Geoffroy me fait penser à la phrase de David Guetta : « il n’y a plus de riches, plus de pauvres […] on est tous pareils ». Non. Geoffroy est un grand bourgeois, un héritier : son père était dirigeant de plusieurs sociétés, dont des multinationales : Geoffroy est aussi un descendant d’un comte romain et entrepreneur du XIXe siècle, ainsi que d’un ingénieur, fondateur de Péchiney, anobli au XVIIIe siècle ; Geoffroy a évidemment fait de brillantes études (Sainte-Croix de Neuilly, ESSEC, Dauphine). On a affaire à un vrai grand bourgeois, qui doit figurer dans les 1 % les plus riches, à la tête d’un lobby de grands-bourgeois, le MEDEF. Si on veut comparer avec moi, je suis cadre avec zéro patrimoine, d’une très longue lignée populaire.

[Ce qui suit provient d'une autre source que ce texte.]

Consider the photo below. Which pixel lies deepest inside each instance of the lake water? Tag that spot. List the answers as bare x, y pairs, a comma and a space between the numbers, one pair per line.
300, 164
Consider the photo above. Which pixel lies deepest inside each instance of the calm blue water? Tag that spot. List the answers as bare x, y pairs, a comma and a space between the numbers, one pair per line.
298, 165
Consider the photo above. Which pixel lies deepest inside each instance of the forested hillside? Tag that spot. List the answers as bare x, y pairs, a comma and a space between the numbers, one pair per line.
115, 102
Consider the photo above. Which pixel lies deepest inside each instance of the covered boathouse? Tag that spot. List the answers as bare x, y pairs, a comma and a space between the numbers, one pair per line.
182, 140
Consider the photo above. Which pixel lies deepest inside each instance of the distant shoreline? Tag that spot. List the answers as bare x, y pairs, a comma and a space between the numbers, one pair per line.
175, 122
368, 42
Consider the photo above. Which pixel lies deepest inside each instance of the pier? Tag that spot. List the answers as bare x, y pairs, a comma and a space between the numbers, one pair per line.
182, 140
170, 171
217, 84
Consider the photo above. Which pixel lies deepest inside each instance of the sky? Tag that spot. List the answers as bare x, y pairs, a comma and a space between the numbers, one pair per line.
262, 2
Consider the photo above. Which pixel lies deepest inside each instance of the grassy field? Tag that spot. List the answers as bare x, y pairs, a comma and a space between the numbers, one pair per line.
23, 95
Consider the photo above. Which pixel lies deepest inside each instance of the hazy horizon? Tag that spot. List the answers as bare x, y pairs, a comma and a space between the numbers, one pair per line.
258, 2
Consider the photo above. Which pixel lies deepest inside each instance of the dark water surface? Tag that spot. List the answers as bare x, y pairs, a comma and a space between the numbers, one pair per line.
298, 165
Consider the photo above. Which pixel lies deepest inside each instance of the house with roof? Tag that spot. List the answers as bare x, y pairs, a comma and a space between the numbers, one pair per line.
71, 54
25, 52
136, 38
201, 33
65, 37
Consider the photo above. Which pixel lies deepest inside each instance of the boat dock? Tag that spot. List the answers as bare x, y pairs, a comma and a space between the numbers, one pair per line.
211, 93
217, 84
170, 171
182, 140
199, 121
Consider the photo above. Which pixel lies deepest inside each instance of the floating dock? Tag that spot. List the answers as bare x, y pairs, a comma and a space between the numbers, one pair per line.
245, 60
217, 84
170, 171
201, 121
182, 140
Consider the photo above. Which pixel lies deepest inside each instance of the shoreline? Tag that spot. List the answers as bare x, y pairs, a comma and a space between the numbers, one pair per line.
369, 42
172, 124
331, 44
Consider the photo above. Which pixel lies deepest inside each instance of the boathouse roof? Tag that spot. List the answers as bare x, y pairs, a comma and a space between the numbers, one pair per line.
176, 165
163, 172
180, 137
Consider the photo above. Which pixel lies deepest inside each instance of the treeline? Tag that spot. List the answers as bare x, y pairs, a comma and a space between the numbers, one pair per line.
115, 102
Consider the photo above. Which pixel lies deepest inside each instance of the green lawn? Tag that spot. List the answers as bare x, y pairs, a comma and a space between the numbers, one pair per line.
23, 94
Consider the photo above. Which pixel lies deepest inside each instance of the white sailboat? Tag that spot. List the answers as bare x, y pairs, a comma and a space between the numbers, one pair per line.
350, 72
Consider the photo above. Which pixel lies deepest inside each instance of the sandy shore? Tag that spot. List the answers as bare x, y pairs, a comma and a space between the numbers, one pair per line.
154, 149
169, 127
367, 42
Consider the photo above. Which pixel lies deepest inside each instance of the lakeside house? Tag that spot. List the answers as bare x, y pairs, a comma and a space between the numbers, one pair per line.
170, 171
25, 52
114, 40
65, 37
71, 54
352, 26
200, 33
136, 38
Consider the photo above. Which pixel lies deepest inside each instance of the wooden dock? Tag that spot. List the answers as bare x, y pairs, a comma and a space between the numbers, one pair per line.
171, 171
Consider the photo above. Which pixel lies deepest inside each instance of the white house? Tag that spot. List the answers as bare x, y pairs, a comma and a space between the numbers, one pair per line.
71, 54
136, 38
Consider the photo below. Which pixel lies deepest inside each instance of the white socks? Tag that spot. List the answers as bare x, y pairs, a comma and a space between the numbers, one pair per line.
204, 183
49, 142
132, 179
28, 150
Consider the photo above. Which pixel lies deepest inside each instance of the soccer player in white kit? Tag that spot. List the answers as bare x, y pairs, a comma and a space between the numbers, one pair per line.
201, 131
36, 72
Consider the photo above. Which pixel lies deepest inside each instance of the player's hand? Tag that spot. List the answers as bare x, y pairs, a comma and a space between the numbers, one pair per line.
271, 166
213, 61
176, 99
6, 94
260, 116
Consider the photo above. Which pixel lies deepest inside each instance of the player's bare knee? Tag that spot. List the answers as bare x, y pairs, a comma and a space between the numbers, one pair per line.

Non, David, nous ne sommes pas tous pareils. Et notre grand homme, donc, n’a pas oublié d’être visionnaire et d’anticiper l’après-crise.

 

« Il faudra bien se poser la question tôt ou tard du temps de travail, des jours fériés et des congés payés pour accompagner la reprise économique. »

 

D’un strict point de vue économique, on peut lui objecter, avec Guillaume Duval, que faire cela ne pourrait qu’aggraver la situation en achevant des secteurs clés, déjà les plus touchés : tourisme, restauration, hébergement, culture (cinéma, théâtre, spectacle), commerce de proximité non alimentaire, etc. Avec du chômage de masse à la clé et une contrainte supplémentaire sur la demande de consommation, pourtant essentielle à la croissance. Pourtant, à en croire Marc Ivardi, l’État ne peut pas tout ; et oui, les dépenses publiques risquent alors de se développer ! Vous savez, ces dépenses publiques qui sont le mal absolu lorsqu’il s’agit de financer des services publics et des prestations sociales, mais qui sont appelées par le patronat comme la providence lorsqu’il s’agit de « sauver le capitalisme » (les « nationalisations » appelées par le Geoffroy il y a un mois n’étaient que l’application de l’adage « socialisation des pertes, privatisation des profits », à l’opposé, donc, des réquisitions et du désarmement du capitalisme) !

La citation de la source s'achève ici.